My brother, who was standing between us, cleared his throat. “They call it the ‘unseen fish theory.’ Because we can’t see them—“

“Though there is some debate about why we can’t see them,” my sister said.

I sighed.  It was a good thing I had already decided what my wish was going to be.

Both my brother and sister had thrown coins in the fountain and made wishes—according to the rules. And both of their wishes had come true, just like everyone else’s wishes—everyone who followed the rules.

I gazed into the fountain. “How did they get in there?”

My brother crossed his arms and leaned over to look past the stone rim. “The fish?  I don’t know.  I think they’re trying to trace the water back to its source.”

“What’s the deal with the water?” my sister asked.

“So, I read that the water was tested after the fountain was turned on.  They do microbial tests every week minimum, or more if they see some growth or if shoppers are getting sick.”
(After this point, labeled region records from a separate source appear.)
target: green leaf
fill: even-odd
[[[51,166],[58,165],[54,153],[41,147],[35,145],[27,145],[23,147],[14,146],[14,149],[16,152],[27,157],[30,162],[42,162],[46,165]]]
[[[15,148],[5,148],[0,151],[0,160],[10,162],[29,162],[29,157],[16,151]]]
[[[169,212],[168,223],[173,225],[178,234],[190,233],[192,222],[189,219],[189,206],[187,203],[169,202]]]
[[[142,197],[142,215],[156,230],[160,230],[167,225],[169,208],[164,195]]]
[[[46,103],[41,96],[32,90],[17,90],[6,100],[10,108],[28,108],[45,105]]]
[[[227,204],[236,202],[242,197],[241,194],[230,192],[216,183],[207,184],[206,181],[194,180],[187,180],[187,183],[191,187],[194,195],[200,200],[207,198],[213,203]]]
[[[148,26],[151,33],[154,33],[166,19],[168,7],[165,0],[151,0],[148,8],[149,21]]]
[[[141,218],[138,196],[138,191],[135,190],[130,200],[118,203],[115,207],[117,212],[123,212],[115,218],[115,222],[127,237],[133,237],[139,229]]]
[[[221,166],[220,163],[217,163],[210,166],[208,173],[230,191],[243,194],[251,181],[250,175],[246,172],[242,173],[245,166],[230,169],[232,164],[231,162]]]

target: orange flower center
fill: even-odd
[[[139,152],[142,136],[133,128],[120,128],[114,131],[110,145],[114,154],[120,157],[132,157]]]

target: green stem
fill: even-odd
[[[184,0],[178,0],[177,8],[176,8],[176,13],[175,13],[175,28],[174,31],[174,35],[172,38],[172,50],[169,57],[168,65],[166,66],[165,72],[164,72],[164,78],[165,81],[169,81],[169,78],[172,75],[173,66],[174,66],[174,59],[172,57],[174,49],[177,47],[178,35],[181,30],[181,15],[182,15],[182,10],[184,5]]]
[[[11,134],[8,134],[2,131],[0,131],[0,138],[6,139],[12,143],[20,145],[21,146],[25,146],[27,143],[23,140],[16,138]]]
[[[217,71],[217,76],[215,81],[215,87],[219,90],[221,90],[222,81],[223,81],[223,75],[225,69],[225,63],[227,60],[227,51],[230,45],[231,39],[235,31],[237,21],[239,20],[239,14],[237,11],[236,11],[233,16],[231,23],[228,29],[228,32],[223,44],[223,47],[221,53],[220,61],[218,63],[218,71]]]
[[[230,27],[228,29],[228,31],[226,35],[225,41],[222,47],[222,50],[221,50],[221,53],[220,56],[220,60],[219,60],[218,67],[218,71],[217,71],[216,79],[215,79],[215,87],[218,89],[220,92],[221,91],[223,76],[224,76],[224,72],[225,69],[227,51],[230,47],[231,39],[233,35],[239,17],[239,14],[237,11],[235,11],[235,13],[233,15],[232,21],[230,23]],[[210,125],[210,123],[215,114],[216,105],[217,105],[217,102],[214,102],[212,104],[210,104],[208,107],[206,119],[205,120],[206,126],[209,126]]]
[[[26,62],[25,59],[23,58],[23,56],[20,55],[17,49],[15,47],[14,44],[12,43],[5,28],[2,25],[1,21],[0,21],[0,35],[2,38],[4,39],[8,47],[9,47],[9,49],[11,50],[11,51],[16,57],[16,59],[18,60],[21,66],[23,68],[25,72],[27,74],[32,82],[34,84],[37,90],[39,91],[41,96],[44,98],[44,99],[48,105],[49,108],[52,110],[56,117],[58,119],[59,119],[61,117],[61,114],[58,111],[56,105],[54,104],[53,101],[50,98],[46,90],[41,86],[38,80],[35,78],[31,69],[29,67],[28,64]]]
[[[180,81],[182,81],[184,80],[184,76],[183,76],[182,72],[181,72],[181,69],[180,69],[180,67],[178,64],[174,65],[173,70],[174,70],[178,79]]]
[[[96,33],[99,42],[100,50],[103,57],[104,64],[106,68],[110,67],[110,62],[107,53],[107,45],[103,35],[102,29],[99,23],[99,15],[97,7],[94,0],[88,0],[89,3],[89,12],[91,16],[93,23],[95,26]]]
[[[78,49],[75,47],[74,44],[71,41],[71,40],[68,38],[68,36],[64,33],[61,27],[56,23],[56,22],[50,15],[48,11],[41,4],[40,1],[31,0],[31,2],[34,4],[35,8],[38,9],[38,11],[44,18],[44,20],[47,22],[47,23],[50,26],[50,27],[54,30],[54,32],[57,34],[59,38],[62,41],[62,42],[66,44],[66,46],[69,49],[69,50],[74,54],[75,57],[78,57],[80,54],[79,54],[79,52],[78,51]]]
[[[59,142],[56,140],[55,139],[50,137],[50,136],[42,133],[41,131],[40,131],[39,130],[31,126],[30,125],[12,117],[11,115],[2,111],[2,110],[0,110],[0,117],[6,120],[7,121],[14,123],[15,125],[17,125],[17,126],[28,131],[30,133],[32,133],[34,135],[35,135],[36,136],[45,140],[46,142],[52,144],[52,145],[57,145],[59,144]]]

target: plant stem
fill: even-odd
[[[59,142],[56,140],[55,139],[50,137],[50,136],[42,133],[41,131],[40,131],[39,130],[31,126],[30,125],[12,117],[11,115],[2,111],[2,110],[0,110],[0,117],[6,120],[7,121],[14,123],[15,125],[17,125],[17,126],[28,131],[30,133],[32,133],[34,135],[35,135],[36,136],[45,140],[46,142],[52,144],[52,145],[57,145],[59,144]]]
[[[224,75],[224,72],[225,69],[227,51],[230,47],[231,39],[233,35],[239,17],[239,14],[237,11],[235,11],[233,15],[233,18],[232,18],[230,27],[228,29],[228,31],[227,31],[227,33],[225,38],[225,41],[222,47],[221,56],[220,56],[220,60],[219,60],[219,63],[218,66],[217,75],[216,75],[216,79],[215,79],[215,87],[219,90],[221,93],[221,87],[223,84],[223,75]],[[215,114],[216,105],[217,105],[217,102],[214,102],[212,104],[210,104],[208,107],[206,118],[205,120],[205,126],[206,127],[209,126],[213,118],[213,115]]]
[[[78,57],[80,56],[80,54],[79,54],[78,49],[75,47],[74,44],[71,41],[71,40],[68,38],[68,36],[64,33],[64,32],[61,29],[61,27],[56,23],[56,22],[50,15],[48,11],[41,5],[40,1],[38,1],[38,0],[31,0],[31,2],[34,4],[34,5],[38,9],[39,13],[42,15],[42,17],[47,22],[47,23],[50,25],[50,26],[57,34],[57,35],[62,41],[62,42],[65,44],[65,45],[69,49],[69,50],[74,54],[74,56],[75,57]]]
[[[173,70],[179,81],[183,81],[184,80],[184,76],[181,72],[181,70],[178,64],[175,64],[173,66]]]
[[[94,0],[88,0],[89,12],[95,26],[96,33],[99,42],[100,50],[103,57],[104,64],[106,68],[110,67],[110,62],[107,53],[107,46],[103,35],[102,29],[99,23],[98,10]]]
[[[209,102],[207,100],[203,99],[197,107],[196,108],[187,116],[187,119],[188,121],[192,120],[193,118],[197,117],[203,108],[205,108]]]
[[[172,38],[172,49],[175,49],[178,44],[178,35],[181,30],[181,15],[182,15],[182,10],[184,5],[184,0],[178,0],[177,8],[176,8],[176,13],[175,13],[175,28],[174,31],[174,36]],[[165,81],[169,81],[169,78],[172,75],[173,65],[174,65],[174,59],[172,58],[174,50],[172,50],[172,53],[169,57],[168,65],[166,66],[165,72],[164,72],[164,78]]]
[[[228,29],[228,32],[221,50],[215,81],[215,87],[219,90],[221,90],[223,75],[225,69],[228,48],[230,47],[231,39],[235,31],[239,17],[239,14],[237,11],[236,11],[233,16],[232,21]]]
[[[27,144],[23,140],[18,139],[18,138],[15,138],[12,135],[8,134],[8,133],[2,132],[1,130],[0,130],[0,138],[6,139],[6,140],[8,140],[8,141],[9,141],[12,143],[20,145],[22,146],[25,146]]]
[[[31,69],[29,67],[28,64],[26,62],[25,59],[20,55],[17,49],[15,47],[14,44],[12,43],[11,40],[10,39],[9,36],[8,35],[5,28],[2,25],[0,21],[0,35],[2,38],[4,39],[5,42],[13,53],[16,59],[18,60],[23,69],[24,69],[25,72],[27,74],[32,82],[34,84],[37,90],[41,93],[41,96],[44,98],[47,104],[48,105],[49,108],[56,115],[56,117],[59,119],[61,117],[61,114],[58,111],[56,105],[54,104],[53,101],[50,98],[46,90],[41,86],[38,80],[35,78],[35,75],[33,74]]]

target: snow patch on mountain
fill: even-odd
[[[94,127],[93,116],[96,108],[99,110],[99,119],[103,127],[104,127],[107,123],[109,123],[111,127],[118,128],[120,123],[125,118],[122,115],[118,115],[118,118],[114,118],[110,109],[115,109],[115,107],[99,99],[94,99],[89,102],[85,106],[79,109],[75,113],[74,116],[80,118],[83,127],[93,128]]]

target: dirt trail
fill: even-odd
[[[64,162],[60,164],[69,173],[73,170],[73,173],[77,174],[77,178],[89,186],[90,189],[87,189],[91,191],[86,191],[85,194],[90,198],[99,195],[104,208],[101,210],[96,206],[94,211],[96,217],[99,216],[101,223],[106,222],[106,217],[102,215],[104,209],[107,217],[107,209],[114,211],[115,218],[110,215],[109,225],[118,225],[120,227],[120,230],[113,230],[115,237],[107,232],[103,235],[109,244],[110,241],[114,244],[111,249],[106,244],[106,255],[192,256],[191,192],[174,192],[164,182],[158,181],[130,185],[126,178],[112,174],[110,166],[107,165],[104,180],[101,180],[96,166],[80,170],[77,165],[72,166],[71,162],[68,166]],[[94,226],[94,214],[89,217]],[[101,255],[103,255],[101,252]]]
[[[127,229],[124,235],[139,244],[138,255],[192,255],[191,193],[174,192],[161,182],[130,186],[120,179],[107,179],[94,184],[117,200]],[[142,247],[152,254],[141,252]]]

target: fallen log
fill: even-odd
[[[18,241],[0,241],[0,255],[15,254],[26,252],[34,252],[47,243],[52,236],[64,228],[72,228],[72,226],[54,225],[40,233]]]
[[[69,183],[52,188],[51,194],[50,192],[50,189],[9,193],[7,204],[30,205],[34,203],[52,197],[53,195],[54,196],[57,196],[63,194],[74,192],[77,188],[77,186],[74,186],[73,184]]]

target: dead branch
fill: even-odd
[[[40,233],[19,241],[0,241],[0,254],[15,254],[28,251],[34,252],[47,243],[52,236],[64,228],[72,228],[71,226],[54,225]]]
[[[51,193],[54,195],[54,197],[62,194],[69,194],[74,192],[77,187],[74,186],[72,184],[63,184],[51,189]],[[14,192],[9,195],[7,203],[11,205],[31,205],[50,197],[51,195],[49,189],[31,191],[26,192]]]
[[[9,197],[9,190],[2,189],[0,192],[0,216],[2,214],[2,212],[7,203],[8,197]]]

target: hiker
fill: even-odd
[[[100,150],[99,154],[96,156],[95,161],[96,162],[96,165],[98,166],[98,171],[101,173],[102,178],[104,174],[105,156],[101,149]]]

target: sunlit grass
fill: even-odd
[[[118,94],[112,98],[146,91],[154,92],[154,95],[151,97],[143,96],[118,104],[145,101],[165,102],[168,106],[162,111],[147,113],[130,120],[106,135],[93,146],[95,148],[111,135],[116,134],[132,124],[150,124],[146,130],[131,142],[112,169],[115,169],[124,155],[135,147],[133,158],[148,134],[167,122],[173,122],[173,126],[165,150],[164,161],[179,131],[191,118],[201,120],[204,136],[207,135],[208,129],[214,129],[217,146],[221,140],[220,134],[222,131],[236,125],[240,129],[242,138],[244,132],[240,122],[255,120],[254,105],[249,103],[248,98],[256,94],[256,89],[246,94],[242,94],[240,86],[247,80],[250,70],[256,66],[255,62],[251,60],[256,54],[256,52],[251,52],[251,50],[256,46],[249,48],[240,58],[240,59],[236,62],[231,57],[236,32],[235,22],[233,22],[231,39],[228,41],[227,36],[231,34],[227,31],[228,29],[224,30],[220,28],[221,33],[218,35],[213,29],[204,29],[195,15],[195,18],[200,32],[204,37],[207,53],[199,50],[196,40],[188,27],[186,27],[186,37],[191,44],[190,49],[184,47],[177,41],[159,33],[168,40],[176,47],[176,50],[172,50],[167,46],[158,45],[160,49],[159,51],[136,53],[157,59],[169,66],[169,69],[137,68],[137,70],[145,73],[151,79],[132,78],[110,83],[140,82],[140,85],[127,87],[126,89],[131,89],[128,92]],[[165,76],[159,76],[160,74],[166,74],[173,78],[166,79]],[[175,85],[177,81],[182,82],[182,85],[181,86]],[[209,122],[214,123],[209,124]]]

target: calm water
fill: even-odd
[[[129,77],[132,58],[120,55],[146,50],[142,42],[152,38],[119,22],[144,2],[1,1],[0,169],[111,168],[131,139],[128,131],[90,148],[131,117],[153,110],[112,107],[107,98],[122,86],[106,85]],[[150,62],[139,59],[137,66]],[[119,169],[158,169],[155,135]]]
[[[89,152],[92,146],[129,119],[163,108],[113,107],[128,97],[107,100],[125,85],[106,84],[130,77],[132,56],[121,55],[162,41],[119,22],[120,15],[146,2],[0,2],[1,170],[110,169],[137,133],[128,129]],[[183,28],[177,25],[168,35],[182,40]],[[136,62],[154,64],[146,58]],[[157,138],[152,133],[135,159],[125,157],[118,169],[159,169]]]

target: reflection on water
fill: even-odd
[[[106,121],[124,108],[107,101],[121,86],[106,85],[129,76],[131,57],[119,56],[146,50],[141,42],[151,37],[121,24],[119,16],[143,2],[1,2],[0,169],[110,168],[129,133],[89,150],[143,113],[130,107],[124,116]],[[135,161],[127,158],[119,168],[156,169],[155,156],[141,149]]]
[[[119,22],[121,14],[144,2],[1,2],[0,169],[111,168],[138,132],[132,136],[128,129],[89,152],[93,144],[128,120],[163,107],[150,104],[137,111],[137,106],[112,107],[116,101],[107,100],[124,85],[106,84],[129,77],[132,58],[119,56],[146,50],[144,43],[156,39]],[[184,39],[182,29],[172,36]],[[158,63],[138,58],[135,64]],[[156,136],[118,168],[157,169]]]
“Growth, eww,” I said. I curled my fingers around my coin. I didn’t want to throw it in the fountain if there was going to be…growth.  I turned to my brother. “What’s ‘growth’?”

My brother turned to me. “Bacterial growth.” Then he turned back to my sister.  “They’re saying that someone must have released something into the water.  The security cameras caught something.  A suspicious looking person wearing way too many clothes for the season—“

“Wait…too many clothes?” my sister said.  “What is too many clothes for the season?  Who decided that?”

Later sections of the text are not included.